O grupo antissectário Egípcios Contra a Discriminação Religiosa culpou o presidente Mohamed al-Morsi, a Irmandade Muçulmana, os salafistas e seus aliados ultraconservadores pelo acirramento sectário no país. Em específico, o grupo apontou o discurso de Morsi, durante uma conferencia em apoio aos rebeldes sírios, em que o presidente disse que a luta entre os rebeldes e o ditador Bashar al-Assad era sectária. O presidente sírio é alauíta, uma ala pequena no xiismo.

O grupo pediu ao povo egípcio para ter cuidado com “as conspirações forjadas contra eles no escuro,” e para ir às ruas no dia 30 de junho para protestar e derrubar o atual regime, que desprezou o valor dos direitos de cidadania e do estado de direito.

O Egito é uma nação majoritariamente sunita, com uma minoria substancial de cristãos, aproximadamente 10% da população, e somente três milhões de xiitas. É claro que os fortes problemas políticos e econômicos que o país está passando desde a derrubada do presidente Hosni Mubarak, em 2011, têm contribuído para o ar de intolerância que toma a sociedade.

É irônico que o Egito tenha sido governado pelo califado xiita dos fatímidas de 969 até 1171, e que eles tenham fundado a cidade de Cairo e a primeira universidade do mundo islâmico, o Al-Azhar, que hoje é o mais importante centro de estudos islâmicos do mundo sunita. Os fatímidas eram descendentes diretos da filha do profeta Maomé, a Fatima — por isso o nome dado ao império deles, que se estendia da costa oeste da África do Norte, até a ilha de Sicília, à costa oeste da península árabe, e até Jerusalém.

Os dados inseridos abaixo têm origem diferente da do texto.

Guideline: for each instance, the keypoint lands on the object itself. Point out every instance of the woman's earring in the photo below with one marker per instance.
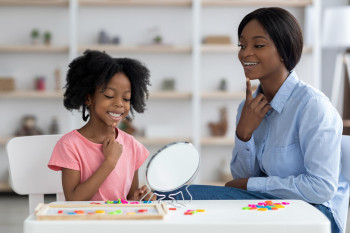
(85, 117)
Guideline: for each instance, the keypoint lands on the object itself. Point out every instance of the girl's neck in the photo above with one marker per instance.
(94, 134)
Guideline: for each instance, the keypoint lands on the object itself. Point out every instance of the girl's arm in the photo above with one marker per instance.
(134, 186)
(136, 193)
(76, 191)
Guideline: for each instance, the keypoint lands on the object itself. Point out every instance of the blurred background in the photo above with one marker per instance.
(190, 48)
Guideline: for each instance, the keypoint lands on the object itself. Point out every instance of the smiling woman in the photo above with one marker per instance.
(288, 134)
(98, 161)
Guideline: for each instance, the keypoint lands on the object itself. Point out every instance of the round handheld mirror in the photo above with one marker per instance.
(173, 166)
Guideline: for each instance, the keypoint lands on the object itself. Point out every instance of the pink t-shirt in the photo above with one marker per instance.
(76, 152)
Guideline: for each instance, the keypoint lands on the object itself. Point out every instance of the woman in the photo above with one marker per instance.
(288, 134)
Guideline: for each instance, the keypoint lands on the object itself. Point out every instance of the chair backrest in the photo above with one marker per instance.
(345, 156)
(29, 175)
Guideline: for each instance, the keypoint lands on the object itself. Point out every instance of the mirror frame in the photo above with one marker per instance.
(162, 149)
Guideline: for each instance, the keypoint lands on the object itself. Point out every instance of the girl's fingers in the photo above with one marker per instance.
(249, 93)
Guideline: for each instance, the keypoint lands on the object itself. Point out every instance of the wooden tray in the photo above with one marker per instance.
(91, 211)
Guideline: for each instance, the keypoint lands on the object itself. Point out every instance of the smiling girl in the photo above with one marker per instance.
(98, 161)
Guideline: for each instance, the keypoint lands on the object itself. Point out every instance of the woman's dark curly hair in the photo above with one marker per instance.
(95, 69)
(283, 29)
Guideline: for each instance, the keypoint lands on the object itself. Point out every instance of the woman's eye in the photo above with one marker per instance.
(259, 46)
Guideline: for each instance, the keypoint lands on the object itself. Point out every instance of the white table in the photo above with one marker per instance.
(219, 216)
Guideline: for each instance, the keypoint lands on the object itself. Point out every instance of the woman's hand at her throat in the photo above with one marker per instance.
(253, 113)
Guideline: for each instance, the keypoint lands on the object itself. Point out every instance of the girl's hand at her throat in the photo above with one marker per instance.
(139, 193)
(112, 150)
(253, 113)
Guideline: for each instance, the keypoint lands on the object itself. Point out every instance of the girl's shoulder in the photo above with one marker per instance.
(70, 137)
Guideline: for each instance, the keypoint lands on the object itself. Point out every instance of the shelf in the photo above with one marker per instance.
(4, 140)
(237, 3)
(162, 141)
(231, 48)
(186, 3)
(138, 48)
(33, 49)
(32, 95)
(346, 123)
(160, 95)
(64, 3)
(5, 187)
(217, 141)
(223, 95)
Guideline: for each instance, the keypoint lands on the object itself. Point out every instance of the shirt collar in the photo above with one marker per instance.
(279, 100)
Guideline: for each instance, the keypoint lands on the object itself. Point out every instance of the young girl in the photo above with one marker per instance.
(98, 161)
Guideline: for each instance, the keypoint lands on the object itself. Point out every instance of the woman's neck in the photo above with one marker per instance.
(270, 86)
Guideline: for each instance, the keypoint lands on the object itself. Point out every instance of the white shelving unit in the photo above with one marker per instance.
(198, 67)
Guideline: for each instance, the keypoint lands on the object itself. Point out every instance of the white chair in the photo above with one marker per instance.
(29, 175)
(345, 156)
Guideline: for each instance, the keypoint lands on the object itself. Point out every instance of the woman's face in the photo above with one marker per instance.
(258, 54)
(111, 104)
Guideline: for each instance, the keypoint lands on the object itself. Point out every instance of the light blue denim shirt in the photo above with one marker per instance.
(295, 151)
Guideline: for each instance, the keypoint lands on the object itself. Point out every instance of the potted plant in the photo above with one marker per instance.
(47, 38)
(35, 36)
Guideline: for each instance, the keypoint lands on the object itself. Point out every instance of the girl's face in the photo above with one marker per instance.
(258, 54)
(111, 104)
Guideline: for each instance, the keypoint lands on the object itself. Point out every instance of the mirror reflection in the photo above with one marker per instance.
(173, 166)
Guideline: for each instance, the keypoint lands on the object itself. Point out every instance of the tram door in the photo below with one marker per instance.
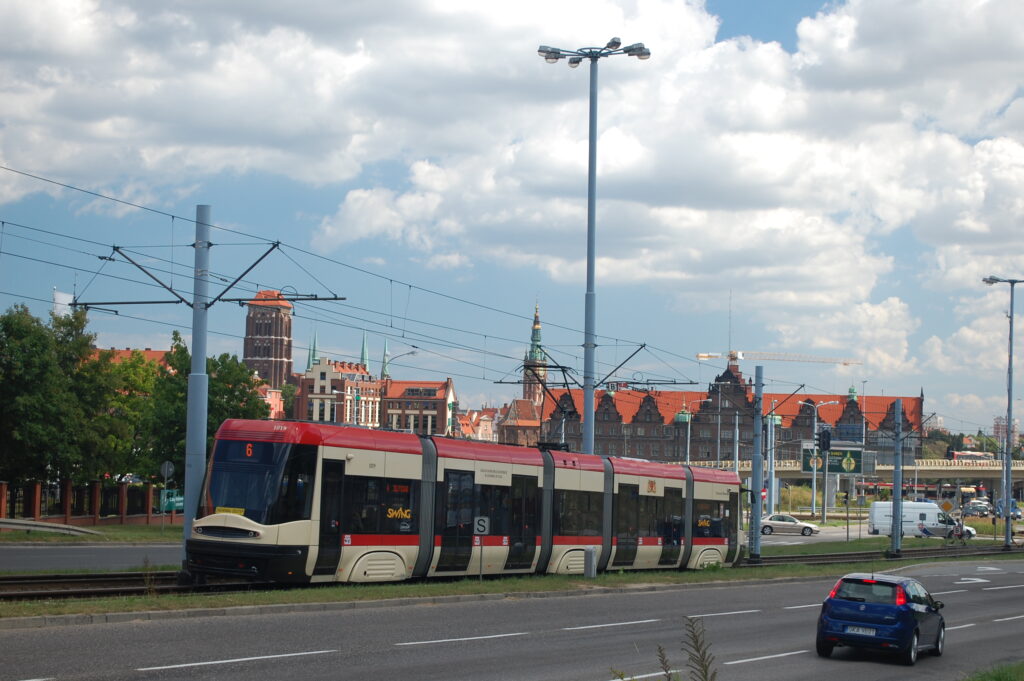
(627, 518)
(456, 505)
(671, 528)
(330, 536)
(523, 522)
(732, 514)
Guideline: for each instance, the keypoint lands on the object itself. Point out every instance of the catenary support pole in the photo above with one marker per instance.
(897, 524)
(590, 301)
(196, 423)
(757, 470)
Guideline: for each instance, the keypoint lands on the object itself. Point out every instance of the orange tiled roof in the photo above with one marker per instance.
(671, 402)
(398, 388)
(269, 299)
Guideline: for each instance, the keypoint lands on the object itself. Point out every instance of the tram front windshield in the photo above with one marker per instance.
(267, 482)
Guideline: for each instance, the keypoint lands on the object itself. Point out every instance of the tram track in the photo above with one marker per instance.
(97, 585)
(60, 587)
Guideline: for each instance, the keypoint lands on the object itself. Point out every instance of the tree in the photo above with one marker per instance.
(56, 423)
(32, 390)
(232, 394)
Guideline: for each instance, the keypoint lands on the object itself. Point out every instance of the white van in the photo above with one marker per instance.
(920, 519)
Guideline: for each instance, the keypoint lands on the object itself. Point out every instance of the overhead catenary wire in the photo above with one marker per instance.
(411, 288)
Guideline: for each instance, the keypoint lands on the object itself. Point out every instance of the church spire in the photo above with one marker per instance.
(535, 366)
(384, 362)
(536, 351)
(312, 353)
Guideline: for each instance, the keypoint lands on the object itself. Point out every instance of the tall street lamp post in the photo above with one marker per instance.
(814, 476)
(552, 55)
(1008, 453)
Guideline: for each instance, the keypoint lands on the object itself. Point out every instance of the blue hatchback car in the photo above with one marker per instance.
(886, 612)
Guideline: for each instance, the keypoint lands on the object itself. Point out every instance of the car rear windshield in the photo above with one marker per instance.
(865, 591)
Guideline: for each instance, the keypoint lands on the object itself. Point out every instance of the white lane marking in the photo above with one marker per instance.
(613, 624)
(455, 640)
(236, 660)
(757, 660)
(650, 676)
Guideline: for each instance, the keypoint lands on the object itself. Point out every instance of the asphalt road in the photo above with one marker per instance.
(757, 631)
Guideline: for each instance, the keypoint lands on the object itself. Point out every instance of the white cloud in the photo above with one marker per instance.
(886, 154)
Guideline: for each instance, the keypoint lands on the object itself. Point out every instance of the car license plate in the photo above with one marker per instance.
(863, 631)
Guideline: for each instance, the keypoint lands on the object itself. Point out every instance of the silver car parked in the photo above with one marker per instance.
(780, 522)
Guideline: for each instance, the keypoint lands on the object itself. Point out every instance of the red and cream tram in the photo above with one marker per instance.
(314, 502)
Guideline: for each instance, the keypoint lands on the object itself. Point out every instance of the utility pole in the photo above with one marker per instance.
(897, 521)
(756, 469)
(199, 382)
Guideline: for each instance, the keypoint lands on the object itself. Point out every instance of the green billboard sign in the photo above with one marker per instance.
(839, 461)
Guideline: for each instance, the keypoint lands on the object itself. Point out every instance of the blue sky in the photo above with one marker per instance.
(811, 178)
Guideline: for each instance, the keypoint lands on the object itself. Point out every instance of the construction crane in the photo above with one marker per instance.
(736, 355)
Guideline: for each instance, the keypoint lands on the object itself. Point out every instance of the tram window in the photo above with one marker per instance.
(380, 506)
(494, 502)
(672, 519)
(270, 482)
(456, 497)
(708, 518)
(627, 509)
(649, 514)
(578, 513)
(295, 496)
(523, 506)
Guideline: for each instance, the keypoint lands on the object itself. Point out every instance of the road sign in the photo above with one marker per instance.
(811, 462)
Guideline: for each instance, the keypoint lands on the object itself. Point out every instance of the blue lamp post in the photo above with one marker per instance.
(576, 57)
(1008, 454)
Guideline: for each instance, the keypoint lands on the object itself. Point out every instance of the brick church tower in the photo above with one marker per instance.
(535, 372)
(267, 348)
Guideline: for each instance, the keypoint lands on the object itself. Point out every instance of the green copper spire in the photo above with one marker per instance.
(536, 352)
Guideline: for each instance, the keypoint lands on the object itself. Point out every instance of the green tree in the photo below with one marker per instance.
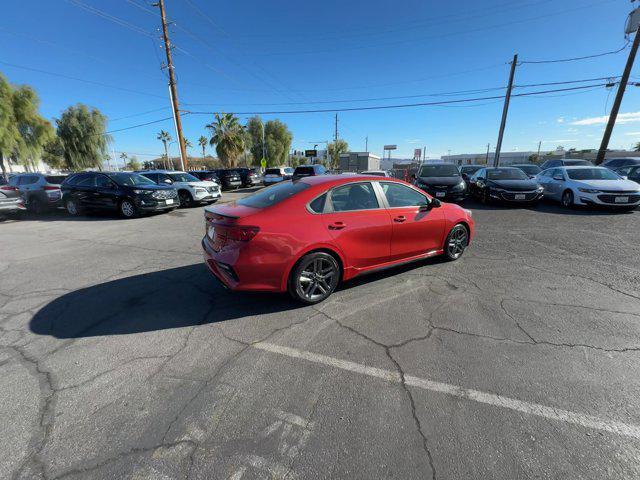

A ruptura no islã, que deu as origens do racha entre sunitas e xiitas, se deu no dia 10 de Muharram, ano 61 do calendário islâmico, ou no dia 10 de outubro de 680, na batalha de Kerbala, quando o neto do profeta Maomé, Hussein ibn Ali, sua família e seus seguidores foram mortos e derrotados pelas forças do califa Yazid. Os xiitas todo ano marcam a data histórica com marchas sombrias, nas quais eles choram a derrota de Hussein, que eles chamam de Ashura.

Em janeiro de 2007 eu visitei as cidades de Qatif e Awwamiya, na província Ocidental da Arábia Saudita, redutos dos xiitas no reino sunita, para ver a Ashura ser marcada. Caminhei com os xiitas pelas ruas estreitas de Qatif, lamentando a morte de Hussein e se batendo com as mãos. Também fui aos Husseiniyas, que são lugares de estudo xiitas para ouvir discursos sobre a história dessa data. Por isso fiquei surpreso ao ler que grupos sunitas egípcios ultraconservadores, em maio, tinham tentado destruir um prédio em Tanta que eles acusavam ser uma Husseiniya. Para o Ahram Online, ativistas xiitas negaram a existência de qualquer sala de Husseiniya no país.

Mas mesmo na Arábia Saudita, os xiitas têm dificuldades enormes de serem aceitos pelos mais extremistas, que regularmente denunciam os xiitas como sendo não muçulmanos. Há confrontos violentos quase todo mês entre jovens xiitas desempregados com a polícia, e em agosto de 2012 o xeque popular xiita Nimr al-Nimr foi preso numa emboscada policial. Ele segue na prisão, depois de o governo o acusar de ajudar “terroristas” e instigar tumultos. Um promotor já pediu a pena de morte para o xeque, que é muito popular na sua cidade de Awammiya.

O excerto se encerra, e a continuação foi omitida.